Derrington ran a hand through his bushy blond hair and blurted, “Mature, okay? They’re so much more mature. There.” He wiggled his butt. “I said it.”
Claire silent-gasped, wishing she could see the expression on Massie’s face.
“Um, excuse me.” Massie cleared her throat, her voice steady and remarkably calm. “Are you a confused woman?”
“What? No, why?”
“Sorry, you look exactly like someone I know named Miss Taken.” Massie tossed her hair.
The boys burst out laughing
while Claire quickly covered her mouth and giggled into her clammy palm.
“You are the most immature guy I’ve ever met. You wiggle your butt to express your feelings, you wear shorts in the winter, you—”
“Whatever.” Derrington swiveled his head to check out an eighth-grade Barbie doll who was returning a Bic pen and a pink sticky pad to the right of the cordless phone. Once she was gone, he turned back to Massie. “Go back to that girl, I mean guy with the highlights. I’m into older women now.”

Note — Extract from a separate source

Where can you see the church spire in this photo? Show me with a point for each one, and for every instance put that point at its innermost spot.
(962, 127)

“Great.” Massie tried to sound relieved. “I hope they like—”
“Are you okay?” Alicia burst into the kitchen. Josh was right behind her. “I saw you take off and run upstairs and I was worried something—”

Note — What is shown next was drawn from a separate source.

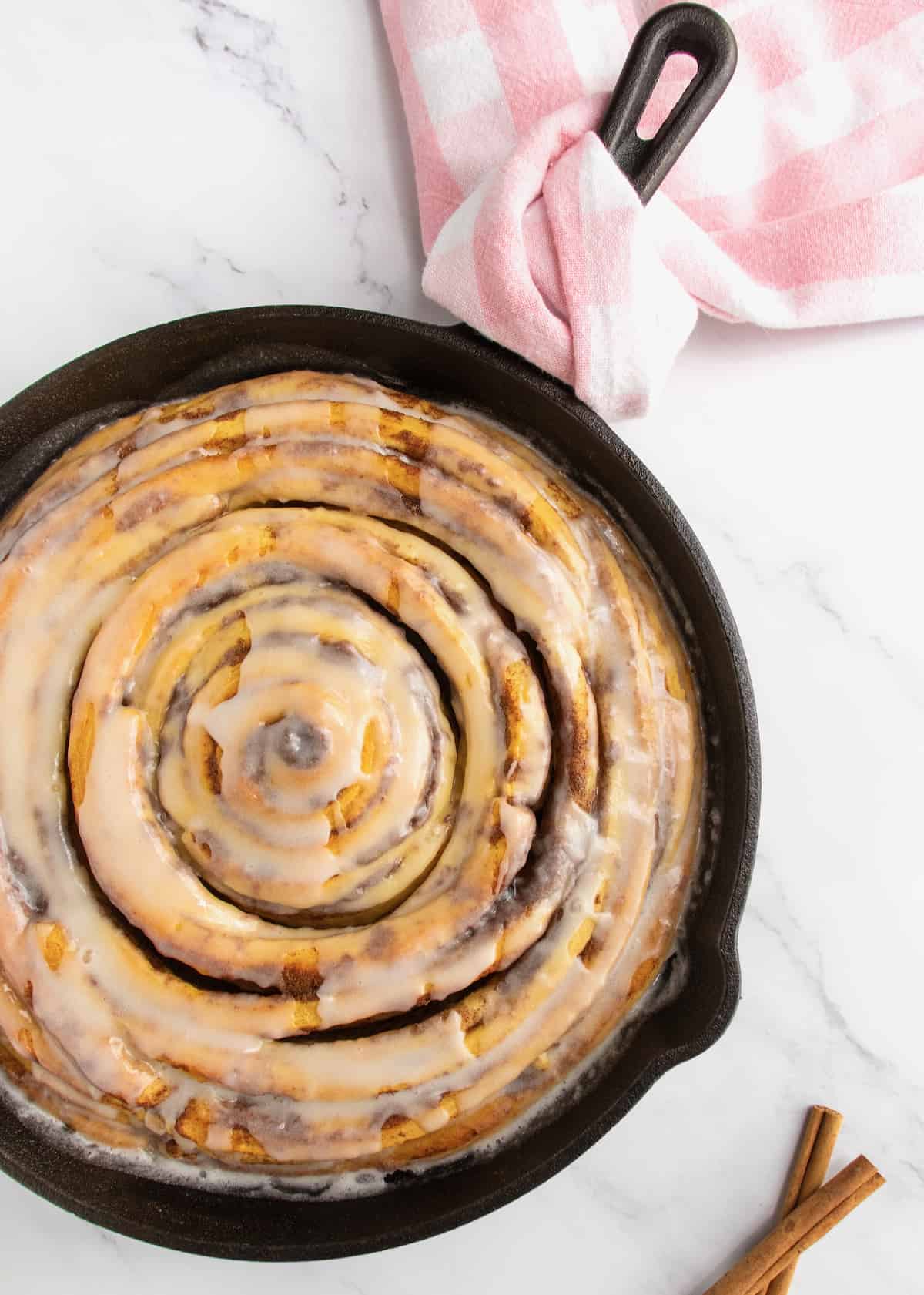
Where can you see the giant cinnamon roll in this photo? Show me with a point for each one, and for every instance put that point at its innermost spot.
(351, 783)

“I’m fine times ten.” Massie turned her back to the boys. “Never better.”
“You coming?” Cam asked Josh.
“Depends,” Josh said, releasing another Ralph Lauren baby powder puff into the tension-filled atmosphere. “Where’s everyone going?”
“Away from these girls.” Griffin shuddered. “I’ve never been more scared in my entire life.”
Josh looked at Alicia with his blue contacts and smiled. “I think I’ll stay and hang out for a while.”
“Opposite of cool.” Alicia stepped away from Josh and draped her arm over Massie’s shoulder.
“Why?” Josh blanched.
“Puh-lease, I don’t want to be the only one with a date.”
“But—”
“Don’t worry.” She smiled a smile that was just for him. “I’ll e-mail you as soon as I get home.”
“’Kay.” He snickered.
“’Kay.” She giggled.
“Let’s go.” Cam led the angry boys out of the kitchen. “By the way,” he called from the front door, “I see you behind that island, Claire. Are you ever gonna grow up and stop sneaking around?”
Claire’s spine stiffened. Her cheeks flushed. She wanted to move back to Orlando. She had gone too far. There would be no turning him around now. And she hated herself more than she’d ever thought possible.